Alright, folks, let’s cut straight to the chase. Gold got smacked today, with COMEX futures diving 2.40% to $3310.40, and Shanghai Gold following suit with a 1.81% drop to 786.42 yuan/gram. Why? Because reality is crashing the party.
Photo source:marketrealist.com
The New York Fed’s survey just dropped, and guess what? Inflation expectations are creeping up. We’re now looking at a 3.63% one-year expectation, a tick higher than last month’s 3.58%. This is a problem, a serious problem, for the gold bulls.
And let’s be real, even the President is publicly criticizing the Fed’s pace! He says everyone else wants rate cuts, but Powell is always ‘too late’. This isn’t a vote of confidence, people.
Now, the market is pricing in a very limited chance of a June rate cut—83.5% probability of a hold. By July, things shift slightly, with a 60.1% chance of at least a 25 basis point cut. But ‘slightly’ isn’t good enough for the momentum chasers.
Here’s a quick breakdown of why this matters:
Inflation Expectations: Rising expectations mean the Fed has less wiggle room to cut rates.

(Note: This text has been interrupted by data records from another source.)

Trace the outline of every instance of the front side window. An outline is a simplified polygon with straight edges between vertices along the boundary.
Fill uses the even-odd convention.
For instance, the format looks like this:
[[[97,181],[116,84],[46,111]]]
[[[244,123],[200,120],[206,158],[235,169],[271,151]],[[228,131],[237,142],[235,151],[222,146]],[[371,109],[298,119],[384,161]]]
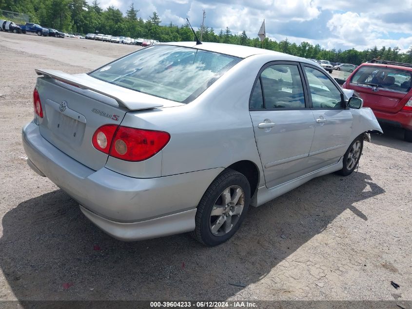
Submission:
[[[365,65],[356,71],[351,82],[407,92],[411,89],[411,73],[406,70]]]
[[[194,48],[158,45],[121,58],[90,75],[139,92],[188,103],[241,60]]]
[[[251,109],[260,106],[270,109],[305,108],[303,86],[297,65],[275,64],[263,70],[251,98]]]
[[[343,108],[340,92],[320,71],[308,66],[305,72],[309,83],[312,107],[314,108]]]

They need to tame inflation first, and that’s not rate-cut friendly.
Rate Cut Probability: The market has dramatically scaled back its rate cut hopes. Lower rates historically boosted gold.
Real Yields: As rate cut hopes dim, real yields (nominal yields minus inflation) tend to rise, making bonds more attractive versus gold.

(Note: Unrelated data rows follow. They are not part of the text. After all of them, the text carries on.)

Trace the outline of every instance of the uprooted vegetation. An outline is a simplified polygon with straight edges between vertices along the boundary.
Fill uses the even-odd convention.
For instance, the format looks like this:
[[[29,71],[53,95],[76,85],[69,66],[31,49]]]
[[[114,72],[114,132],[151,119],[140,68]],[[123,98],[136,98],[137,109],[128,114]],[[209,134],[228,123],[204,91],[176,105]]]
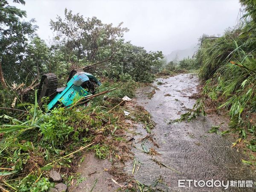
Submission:
[[[129,124],[125,120],[131,118],[124,114],[125,106],[118,105],[118,97],[131,96],[129,91],[137,84],[106,81],[98,91],[123,88],[108,93],[106,99],[103,96],[96,97],[86,107],[59,108],[46,113],[36,99],[35,104],[26,105],[27,112],[16,118],[2,116],[0,174],[4,185],[20,191],[47,190],[54,185],[48,172],[55,168],[66,175],[68,186],[69,178],[76,175],[80,159],[77,157],[86,150],[111,162],[126,160],[131,154],[124,137]],[[133,114],[131,119],[143,123],[150,132],[154,126],[150,114],[140,107]]]
[[[0,48],[1,189],[46,191],[54,186],[48,175],[52,169],[69,186],[79,176],[76,170],[86,150],[111,162],[126,160],[130,150],[125,120],[129,117],[124,114],[122,98],[132,98],[142,83],[154,80],[153,67],[161,63],[162,52],[148,52],[125,42],[122,38],[128,29],[122,23],[114,27],[67,9],[64,19],[51,20],[58,35],[48,46],[36,34],[33,20],[21,21],[25,12],[7,1],[1,6],[0,15],[6,18],[0,17],[5,26],[0,28],[0,42],[5,45]],[[101,81],[96,93],[117,89],[87,106],[40,108],[36,90],[42,74],[55,74],[59,87],[71,70],[82,68]],[[44,98],[45,103],[49,101]],[[134,120],[144,123],[150,132],[154,125],[150,114],[140,108],[134,114]]]
[[[201,98],[179,120],[205,115],[205,102],[216,111],[226,111],[230,117],[230,130],[222,134],[236,133],[233,145],[244,145],[251,153],[256,152],[256,14],[254,3],[240,2],[247,13],[238,27],[229,29],[219,38],[204,35],[199,39],[192,67],[200,67],[199,76],[204,84],[197,97]],[[252,162],[247,164],[256,165],[252,155]]]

The bottom line? The easy money has likely been made in this gold rally. We’re seeing a swift adjustment based on shifting fundamentals. Keep a close eye on the market—further downside is very possible in the short term. Don’t get caught chasing a falling knife! This isn’t financial advice, just a dose of reality from someone who’s been watching this game for a long time.